Budd Gould, founder and owner of Anthony’s Restaurants, stands in the hallway of one of his newest acquisitions – which is one of his oldest properties.
Harbor Lights celebrated its 50th anniversary Thursday.
Emotion steals strength from Gould’s voice. His eyes slowly redden as a prologue to tears.
“I don’t know why I’m so emotional about this restaurant, but I am,” he said. “It’s in my blood. And to see it being honored … .”
Harbor Lights, long a fixture along Tacoma’s Ruston Way, was about to turn 40 when Gould added it to his collection of upscale Pacific Northwest waterfront restaurants.
He purchased Harbor Lights in 2000 from LaMoyne Hreha, daughter of the founder, Anton Barcott.
Gould recalls, “LaMoyne said, ‘Budd, Do you think you can carry on the traditions?’”
He said he would.
And he has.
Moderate prices, hefty portions, fresh ingredients. Memories on the walls – from photographs to taxidermied fish. Nectar chowder. Stiff martinis.

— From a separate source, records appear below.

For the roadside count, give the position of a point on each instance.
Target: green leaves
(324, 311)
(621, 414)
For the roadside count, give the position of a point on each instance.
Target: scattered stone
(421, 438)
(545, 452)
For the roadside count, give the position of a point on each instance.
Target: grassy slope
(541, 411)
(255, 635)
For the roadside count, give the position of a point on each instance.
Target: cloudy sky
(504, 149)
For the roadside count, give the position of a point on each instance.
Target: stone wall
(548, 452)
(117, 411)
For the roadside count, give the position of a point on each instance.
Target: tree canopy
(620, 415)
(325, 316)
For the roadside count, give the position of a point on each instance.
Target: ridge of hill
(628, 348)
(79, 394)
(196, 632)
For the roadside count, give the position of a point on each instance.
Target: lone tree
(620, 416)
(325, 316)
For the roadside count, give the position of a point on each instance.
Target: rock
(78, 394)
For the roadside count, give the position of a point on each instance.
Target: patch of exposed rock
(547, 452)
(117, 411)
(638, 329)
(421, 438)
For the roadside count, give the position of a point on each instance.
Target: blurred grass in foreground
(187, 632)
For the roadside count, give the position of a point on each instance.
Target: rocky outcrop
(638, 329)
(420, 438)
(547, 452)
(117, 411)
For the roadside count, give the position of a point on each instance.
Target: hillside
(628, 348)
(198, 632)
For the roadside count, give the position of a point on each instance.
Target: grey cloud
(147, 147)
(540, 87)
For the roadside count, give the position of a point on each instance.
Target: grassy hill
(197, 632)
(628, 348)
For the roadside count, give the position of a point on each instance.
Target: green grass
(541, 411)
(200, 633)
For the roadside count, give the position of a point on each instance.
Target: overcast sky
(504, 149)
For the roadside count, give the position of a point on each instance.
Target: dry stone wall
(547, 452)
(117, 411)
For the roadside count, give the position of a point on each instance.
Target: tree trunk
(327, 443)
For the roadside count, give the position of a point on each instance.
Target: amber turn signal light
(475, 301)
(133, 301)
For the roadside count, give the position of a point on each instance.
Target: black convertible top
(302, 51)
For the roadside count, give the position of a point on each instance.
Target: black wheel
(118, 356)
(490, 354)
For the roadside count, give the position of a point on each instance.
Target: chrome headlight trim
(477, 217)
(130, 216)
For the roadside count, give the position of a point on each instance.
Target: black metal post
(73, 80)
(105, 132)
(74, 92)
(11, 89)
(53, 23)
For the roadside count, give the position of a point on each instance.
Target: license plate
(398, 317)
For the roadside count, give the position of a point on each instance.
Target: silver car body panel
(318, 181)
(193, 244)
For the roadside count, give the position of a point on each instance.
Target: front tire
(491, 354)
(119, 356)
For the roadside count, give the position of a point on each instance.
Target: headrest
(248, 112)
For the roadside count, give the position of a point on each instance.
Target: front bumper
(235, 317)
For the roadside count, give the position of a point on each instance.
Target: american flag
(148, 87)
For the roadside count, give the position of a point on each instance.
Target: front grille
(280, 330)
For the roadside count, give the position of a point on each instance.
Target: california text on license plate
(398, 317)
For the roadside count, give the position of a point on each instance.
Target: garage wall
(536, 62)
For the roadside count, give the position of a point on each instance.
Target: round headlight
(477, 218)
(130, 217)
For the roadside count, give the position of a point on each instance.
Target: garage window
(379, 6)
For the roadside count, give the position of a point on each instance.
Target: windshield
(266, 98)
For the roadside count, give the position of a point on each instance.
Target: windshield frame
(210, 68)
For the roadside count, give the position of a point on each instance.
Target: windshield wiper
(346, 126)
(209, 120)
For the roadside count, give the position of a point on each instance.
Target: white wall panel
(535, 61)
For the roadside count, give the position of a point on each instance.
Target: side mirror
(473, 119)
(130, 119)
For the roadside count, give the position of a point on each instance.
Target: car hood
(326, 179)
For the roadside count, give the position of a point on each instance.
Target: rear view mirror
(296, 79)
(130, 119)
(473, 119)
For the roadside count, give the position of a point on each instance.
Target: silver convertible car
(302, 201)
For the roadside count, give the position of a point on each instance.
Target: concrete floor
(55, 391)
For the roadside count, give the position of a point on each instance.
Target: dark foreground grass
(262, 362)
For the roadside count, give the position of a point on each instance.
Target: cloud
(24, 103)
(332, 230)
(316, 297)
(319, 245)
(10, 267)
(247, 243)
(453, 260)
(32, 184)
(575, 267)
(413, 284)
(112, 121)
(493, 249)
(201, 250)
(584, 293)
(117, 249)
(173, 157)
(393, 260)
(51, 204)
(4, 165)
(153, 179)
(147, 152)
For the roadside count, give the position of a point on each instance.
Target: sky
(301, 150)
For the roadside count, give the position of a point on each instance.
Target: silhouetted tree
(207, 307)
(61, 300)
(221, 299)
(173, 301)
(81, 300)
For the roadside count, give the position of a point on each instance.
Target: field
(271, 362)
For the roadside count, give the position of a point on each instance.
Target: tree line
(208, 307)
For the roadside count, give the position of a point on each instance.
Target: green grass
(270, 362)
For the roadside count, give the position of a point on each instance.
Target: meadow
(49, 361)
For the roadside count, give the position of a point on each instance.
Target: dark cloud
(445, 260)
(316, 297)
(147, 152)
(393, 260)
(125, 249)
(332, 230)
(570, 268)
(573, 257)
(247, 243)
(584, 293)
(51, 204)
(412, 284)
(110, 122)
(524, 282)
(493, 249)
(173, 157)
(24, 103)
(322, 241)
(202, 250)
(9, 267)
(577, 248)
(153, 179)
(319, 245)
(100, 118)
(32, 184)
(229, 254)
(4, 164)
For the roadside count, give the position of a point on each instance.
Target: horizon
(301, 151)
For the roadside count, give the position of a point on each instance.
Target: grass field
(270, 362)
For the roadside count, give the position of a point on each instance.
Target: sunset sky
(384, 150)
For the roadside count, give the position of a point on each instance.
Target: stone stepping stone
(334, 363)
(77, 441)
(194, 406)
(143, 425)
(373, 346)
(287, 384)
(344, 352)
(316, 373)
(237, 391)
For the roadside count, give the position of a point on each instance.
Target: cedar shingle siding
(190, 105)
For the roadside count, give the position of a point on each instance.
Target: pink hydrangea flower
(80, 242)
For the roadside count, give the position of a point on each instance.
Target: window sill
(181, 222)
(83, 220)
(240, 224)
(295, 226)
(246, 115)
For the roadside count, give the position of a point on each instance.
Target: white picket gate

Maybe 300 people were there at the party Thursday afternoon. Longtime customers, longtime employees, friends and members of the extended family came to pay tribute. Out on the sidewalk beneath a tent alongside Ruston Way, the mayor spoke. So too a congressman.
But this is Harbor Lights – so the regulars stayed in the bar. This is where they’ve been for five decades.
The boys, retired now from business and industry.
Said Bob Knutsen, “We have been coming here four, five, six days a week. The road out front was a dirt and oil mat. This is the place where everybody went. Back then, people used to drink a lot more. On Wednesdays, we never went back to work.”
Knutsen said he did the sheet metal work on the restaurant. He said it cost Barcott $36,000 to open the place.
Says a colleague, “Most of us did more business here than at the office. Lawyers met with clients, brokers made real estate deals.”
Those were the days of liar’s poker and good Scotch, of a waterfront where millworkers and boatbuilders greatly outnumbered dogwalkers and tourists.
Out front on Thursday afternoon, Barcott’s family reminisced.
“Back then, in those days, everything was on a handshake,” said granddaughter Roxane Hreha. “Mr. Nalley would come down with his condiments in a basket. Anton would pour your own ketchup.”
He would do so, she said, not because he was being polite. Rather, it was because ketchup cost money.
But Anton let some customers, a hundred or so, keep a tab.
“At the beginning, Grandma and Grandpa would work here together,” Hreha said.
That would be Anton and his wife, Jennie.
Granddaughter Tina Haggen recalled, “For years, Mom would leave, Daddy would come home.”
Barcott would come into the restaurant a little after 4 a.m. to cut the meat and fillet the fish. Some pals would arrive at the back door around 6, and the men would sit for a spell drinking coffee.
Barcott raised the flag every day.
The legend has it that as a boy of around 10 he cried the day he sailed past the Statue of Liberty. He’d been called to America from the island of Korcula, in Croatia. His father needed help at the family’s California Oyster House on Pacific Avenue – a restaurant Barcott sold in 1958 before moving to Ruston Way, then something of a social wilderness.
“People thought he was nuts,” said Hreha. “ ‘Tony, you’re crazy,’ they said. ‘Nobody will come down this road.’”
Back then, nightlife along Ruston Way stopped at the Top of the Ocean. From there to the smelter the waterfront was defined by the workday.
“Opening night, it was very quiet,” said granddaughter Ruby Gallagher.
“I remember we didn’t have much business,” said Haggen. “February. Down here.”
And on that first Fourth of July, she said, Jennie Barcott tried to attract business by standing in front of the restaurant wearing a black leotard and a grass skirt.
“She had great legs,” said Hreha.
It was Jennie Barcott who designed the plywood fish that swim on the outside of the building, Hreha said.
Anton died two days before Anthony’s took over.
And a granddaughter remembers how he would sing the song, “Harbor Lights,” to her as if it were a morning lullaby.
It’s the song where “all the while my heart keeps praying that some day harbor lights will bring you back to me.”